Nonostante un futuro con robot umanoidi realistici in stile Westworld potrebbe ancora essere molto lontano, il mondo della robotica nel 2018 è arrivato ad un punto piuttosto affascinante. Gli assistenti vocali ad intelligenza artificiale stanno diventando sempre più sofisticati e i robot su larga scala stanno diventando sempre più dinamici e mobili. Tuttavia, riunire tutti questi elementi disparati in un unico robot socialmente avanzato con cui sentirci a nostro agio, è ancora uno dei maggiori ostacoli per i produttori. In generale, i robot sono strani giochini androidi che assomigliano a animali da sci-fi o i loro tentativi di essere veramente realistici spesso li rendono un po' inquietanti.

La startup di Stoccolma, Furhat Robotics, ha lavorato per creare la prossima generazione di social robot. La sua soluzione, progettata per superare gli attuali limiti meccanici nella creazione di un'interfaccia umanoide davvero realistica, consiste nell'utilizzare la tecnologia di proiezione per trasferire una faccia su una base a forma di testa mobile.

Il sistema Furhat incorpora il motore di conversazione AI personalizzato sviluppato dall'utente in un'unità che contiene sistemi di tracciamento visivo in tempo reale. Una telecamera tiene traccia di chiunque stia comunicando con Furhat, consentendo alla testa, con tre gradi di libertà, di inclinarsi e mantenere il contatto visivo.

Attualmente sono state sviluppate tre maschere facciali standard per il sistema di retro-proiezione. È possibile utilizzare normali visi umani, maschili o femminili, proiettati su di essa, ma il video di lancio suggerisce che tutto è possibile, con esempi che vanno dai volti di animali a personaggi simili agli alieni di Avatar.

Il sistema sembra voler evitare di assomigliare esplicitamente alla struttura fisica di un volto umano. Piuttosto offrire una sorta di simulacro di una faccia che interagisce in tempo reale con gli umani. Questo offre un'interessante via di mezzo tra le facce di robot alieni e i goffi tentativi di assomigliare alle teste umane usando elementi in ??lattice e meccanici.

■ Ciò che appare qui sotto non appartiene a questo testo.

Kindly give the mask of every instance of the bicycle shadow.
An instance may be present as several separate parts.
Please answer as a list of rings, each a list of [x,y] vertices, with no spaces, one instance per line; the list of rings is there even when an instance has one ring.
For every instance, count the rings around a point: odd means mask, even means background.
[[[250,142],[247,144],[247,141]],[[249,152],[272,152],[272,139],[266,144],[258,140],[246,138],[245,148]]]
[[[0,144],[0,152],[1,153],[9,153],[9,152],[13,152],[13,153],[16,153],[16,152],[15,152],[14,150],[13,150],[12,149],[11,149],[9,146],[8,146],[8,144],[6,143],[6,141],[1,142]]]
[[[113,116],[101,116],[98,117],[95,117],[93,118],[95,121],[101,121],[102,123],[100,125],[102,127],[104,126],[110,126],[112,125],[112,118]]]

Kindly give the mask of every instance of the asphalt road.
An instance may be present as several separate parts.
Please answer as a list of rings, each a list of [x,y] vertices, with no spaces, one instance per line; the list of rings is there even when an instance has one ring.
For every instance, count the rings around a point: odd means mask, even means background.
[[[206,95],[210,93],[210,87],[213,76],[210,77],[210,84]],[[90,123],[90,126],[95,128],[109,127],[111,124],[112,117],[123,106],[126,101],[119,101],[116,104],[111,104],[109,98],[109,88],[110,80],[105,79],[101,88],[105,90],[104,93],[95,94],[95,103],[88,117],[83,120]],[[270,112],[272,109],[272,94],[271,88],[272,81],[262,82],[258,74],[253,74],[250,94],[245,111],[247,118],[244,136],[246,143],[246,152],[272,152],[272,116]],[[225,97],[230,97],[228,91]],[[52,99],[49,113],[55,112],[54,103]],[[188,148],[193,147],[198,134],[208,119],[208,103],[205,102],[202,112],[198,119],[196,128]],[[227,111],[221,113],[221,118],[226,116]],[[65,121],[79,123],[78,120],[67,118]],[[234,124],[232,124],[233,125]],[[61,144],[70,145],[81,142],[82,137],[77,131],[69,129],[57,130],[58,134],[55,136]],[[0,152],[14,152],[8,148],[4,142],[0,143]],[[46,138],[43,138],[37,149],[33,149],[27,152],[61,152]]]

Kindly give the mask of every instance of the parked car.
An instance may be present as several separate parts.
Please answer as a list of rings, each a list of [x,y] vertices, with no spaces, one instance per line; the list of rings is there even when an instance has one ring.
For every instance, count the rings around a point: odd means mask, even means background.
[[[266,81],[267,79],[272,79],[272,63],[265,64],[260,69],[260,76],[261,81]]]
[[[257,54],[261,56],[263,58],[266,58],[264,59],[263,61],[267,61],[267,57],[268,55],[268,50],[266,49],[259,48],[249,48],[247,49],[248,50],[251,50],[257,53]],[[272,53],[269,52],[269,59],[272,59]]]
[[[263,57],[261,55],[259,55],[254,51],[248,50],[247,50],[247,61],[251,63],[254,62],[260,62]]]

Abbiamo raggiunto il culmine dopo molti anni di ricerca e sviluppo dedicati sia internamente che attraverso il lavoro con partner industriali e tecnologici", afferma Samer Al Moubayed, CEO di Furhat. "Fin dai suoi inizi al KTH (Royal Institute of Technology) abbiamo portato Furhat a un punto in cui i social robot non sono più una speranza per il futuro ma una realtà di oggi."

Non è chiaro dove vedremo questa tecnologia apparire nel mondo reale. In questa fase l'azienda si occupa solo dei clienti aziendali, quindi non è possibile acquistarne uno privatamente. Disney, Merck e Honda sono tutte organizzazioni che secondo Furhat Robotics mostrano interesse per questa nuova interfaccia.
È possibile, quindi, che questa sia la prossima generazione di robot che vedremo nei parchi a tema nei prossimi anni o che seguiranno l'orientamento dei nuovi dipendenti delle grandi aziende.